NZ Asbestos Removal

Field guide · 5 min · 2026-04-22

Testing, sampling, and the IANZ laboratory process

What actually happens when a sample is pulled, tested, and reported. Why visual identification is never enough, and why a $120 lab test is the most cost-effective insurance you'll buy.

Asbestos identification ends in a laboratory. No reputable assessor or removalist will commit a property to a treatment plan on visual identification alone — too much material from the relevant decades looks similar, and a positive or negative result changes the regulatory category your work falls into. The good news: testing is fast and inexpensive.

Sample collection

A licensed assessor wets the suspect material to suppress fibre release, lifts a small physical sample (typically a coin-sized piece of cement sheet, a corner of vinyl tile, or a swab of dust), seals it in a labelled bag, and patches the sample site to seal any exposed edge. They handle the sample chain of custody to the laboratory. You should not pull samples yourself — the act of breaking the material is the precise event the regulations exist to control.

Laboratory testing

  • Polarised light microscopy (PLM) — the standard NZ identification test for bulk samples. Identifies asbestos type (chrysotile, amosite, crocidolite) and approximate concentration.
  • Phase contrast microscopy (PCM) — used for air-monitoring samples during and after removal work, counting airborne fibres.
  • Transmission electron microscopy (TEM) — higher resolution, used for clearance certification and contested samples.

Reading a result

Results report the asbestos types found and a percentage estimate. A negative result (often phrased 'no asbestos detected') closes the matter for that material. A positive result moves the planned work into the relevant licensed category — Class A for friable, Class B for non-friable above 10 m². Either way, you keep the report on file with the property documents; future owners will appreciate the paper trail.

Cost & timeline

  • Single sample: typically $80–150 inclusive of laboratory fee, plus assessor sampling time of $150–250.
  • Multi-sample property survey: $400–900 typical for a residential pre-renovation survey.
  • Turnaround: 2–5 working days standard; 24-hour rush testing available for an additional fee.

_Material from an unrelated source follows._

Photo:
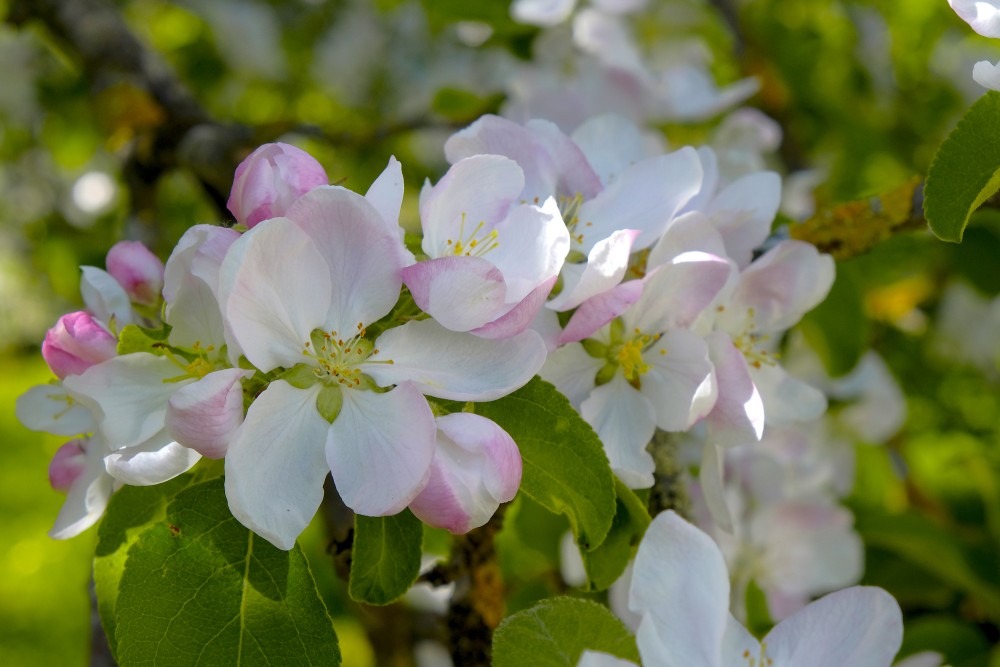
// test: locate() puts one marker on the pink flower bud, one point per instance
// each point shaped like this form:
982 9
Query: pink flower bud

Why this matters before you buy a pre-1990 home

If you are planning to renovate after purchase, a pre-purchase asbestos survey is one of the highest-value items in the inspection process. The survey cost is typically a fraction of a single removal job, and the result lets you negotiate or plan with full information. A handful of homeowners we hear from each year find the situation more involved than they had assumed; a smaller number find it less. Either is better than discovering it during the renovation.